Apparently, no matter how you feel the fiscal cliff and debt ceiling negotiations turned out, not everyone is satisfied. That includes the person doing most of the negotiating in question. Speaker Boehner is making the rounds this week and expressing a bit of remorse over the strategy employed.
Speaker John Boehner (R-Ohio) is sharing his regrets about his “fiscal-cliff” strategy, less than a month after the House bitterly swallowed a last-minute deal hatched in the Senate.
In a private speech to the Ripon Society on Tuesday, Boehner said that he should have taken a different course after the November election by immediately demanding that the Senate produce a bill to avert the worst parts of a combination of tax increases and spending cuts that were due to hit on Jan. 1.
Well, that would have been another way to go I suppose. The confessional session left National Review’s Michael Walsh in a bit of a Good Grief mood, though.
Ahh . . . l’esprit de l’escalier, never in short supply among the weepers and the hand-wringers in the current GOP “leadership.” Just the thing to rally the troops, who are looking for somebody — anybody — to take control of the rudderless opposition and organize the pushback against a “fundamentally transformative” Obamaism that now stands fully revealed for what some of us always knew it was all along.
But don’t worry — things will get worse before they get even worse. After all, Boehner’s House is “ready, willing and able” to work with Harry Reid’s Senate.

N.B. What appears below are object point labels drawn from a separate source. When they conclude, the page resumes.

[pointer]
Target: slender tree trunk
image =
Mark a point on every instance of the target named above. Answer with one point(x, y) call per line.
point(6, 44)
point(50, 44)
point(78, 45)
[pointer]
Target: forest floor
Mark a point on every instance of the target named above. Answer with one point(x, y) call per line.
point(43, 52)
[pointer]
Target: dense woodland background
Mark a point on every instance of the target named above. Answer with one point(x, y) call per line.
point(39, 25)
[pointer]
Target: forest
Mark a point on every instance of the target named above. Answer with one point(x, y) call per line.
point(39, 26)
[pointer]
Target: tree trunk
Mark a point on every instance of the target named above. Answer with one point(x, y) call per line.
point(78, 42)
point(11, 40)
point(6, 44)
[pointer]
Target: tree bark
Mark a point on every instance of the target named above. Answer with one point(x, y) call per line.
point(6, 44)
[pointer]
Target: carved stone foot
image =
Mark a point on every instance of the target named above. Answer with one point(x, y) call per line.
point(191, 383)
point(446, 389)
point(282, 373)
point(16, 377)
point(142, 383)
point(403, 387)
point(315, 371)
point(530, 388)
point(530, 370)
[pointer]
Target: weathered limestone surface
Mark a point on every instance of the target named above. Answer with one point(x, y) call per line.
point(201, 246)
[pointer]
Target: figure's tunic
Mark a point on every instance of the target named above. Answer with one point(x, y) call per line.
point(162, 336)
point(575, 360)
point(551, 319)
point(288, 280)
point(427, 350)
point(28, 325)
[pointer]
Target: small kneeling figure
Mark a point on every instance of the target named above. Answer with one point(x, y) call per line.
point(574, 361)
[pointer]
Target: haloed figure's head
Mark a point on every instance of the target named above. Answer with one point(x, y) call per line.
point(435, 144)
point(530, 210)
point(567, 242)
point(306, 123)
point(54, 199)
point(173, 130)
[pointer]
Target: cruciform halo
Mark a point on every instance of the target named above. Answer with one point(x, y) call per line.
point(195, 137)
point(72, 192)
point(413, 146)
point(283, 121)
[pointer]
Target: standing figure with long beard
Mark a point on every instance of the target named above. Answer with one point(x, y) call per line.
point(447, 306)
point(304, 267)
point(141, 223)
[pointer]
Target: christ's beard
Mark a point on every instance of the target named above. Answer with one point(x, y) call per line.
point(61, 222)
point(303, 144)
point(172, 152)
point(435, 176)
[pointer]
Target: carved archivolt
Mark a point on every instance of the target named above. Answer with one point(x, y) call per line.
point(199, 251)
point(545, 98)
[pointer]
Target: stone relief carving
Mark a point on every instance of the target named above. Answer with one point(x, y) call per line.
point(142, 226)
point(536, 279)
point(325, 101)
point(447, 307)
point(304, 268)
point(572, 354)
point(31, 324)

I’ve been reluctant to be overly critical of Speaker Boehner given the current circumstances. He’s playing a hand with very few face cards in it these days and I understand how the realities of the negotiations would cause him to consider some rather the best that we can get solutions. But I can see how Walsh would feel less than generous in his response. Not getting a good deal is one thing, but I would hope that it would have been a strategy that he was prepared to defend even after it went mostly pear shaped. Issuing that sort of a statement of regret could readily be seen as weakening his hand for future discussions with his own caucus.

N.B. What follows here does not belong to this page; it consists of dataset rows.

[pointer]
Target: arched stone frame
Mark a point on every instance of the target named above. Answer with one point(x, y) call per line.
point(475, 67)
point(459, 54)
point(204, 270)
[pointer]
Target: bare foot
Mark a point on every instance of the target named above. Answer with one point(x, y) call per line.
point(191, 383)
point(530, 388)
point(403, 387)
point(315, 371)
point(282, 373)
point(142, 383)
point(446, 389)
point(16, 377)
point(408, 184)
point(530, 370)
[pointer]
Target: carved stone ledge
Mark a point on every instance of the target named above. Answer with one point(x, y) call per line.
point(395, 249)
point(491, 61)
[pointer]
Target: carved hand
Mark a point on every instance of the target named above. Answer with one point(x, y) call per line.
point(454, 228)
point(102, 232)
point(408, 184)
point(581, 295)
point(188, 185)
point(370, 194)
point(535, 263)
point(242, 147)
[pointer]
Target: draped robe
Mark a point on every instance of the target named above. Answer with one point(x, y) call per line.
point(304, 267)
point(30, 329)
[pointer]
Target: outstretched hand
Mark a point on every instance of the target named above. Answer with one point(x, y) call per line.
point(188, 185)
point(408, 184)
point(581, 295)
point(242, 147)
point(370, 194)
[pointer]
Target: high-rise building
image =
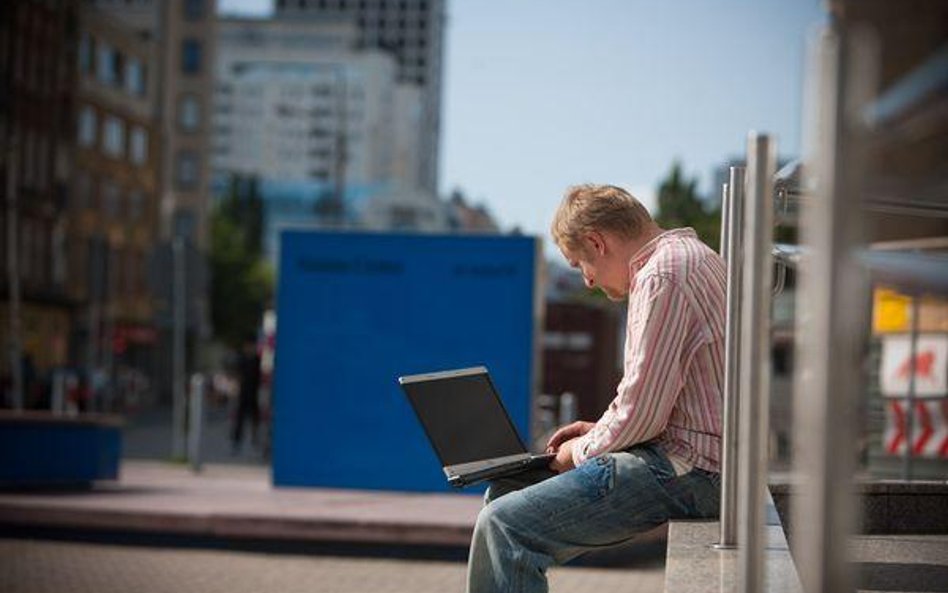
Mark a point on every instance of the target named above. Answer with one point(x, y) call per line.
point(295, 102)
point(412, 31)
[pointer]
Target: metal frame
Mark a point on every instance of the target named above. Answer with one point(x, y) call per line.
point(831, 316)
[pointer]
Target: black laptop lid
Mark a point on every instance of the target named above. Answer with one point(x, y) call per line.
point(462, 415)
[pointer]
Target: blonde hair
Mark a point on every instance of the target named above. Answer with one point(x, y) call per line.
point(589, 207)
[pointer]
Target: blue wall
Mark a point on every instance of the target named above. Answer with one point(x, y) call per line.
point(356, 311)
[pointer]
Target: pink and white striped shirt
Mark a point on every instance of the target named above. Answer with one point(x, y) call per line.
point(673, 377)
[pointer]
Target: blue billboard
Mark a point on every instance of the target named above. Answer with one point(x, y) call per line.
point(356, 311)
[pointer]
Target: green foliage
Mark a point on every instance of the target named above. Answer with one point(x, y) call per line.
point(241, 280)
point(680, 206)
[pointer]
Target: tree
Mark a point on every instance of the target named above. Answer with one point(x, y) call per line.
point(241, 280)
point(243, 205)
point(680, 206)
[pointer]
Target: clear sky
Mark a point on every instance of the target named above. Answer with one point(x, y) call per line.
point(543, 94)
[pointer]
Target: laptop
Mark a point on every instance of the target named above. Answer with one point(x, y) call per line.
point(468, 426)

Still, there is tough sledding ahead and if the GOP had wanted to replace Boehner, they had their chance and passed. There are more battles to come and I hope that the members will be able to provide him with frank, unreserved feedback to construct the best strategy possible. In the meantime, I’ll leave you with a link to this video, where Newt Gingrch offers some advice to the Speaker going forward. And now I’ll return to drinking my rainbow cocktail with unicorn tail garnish.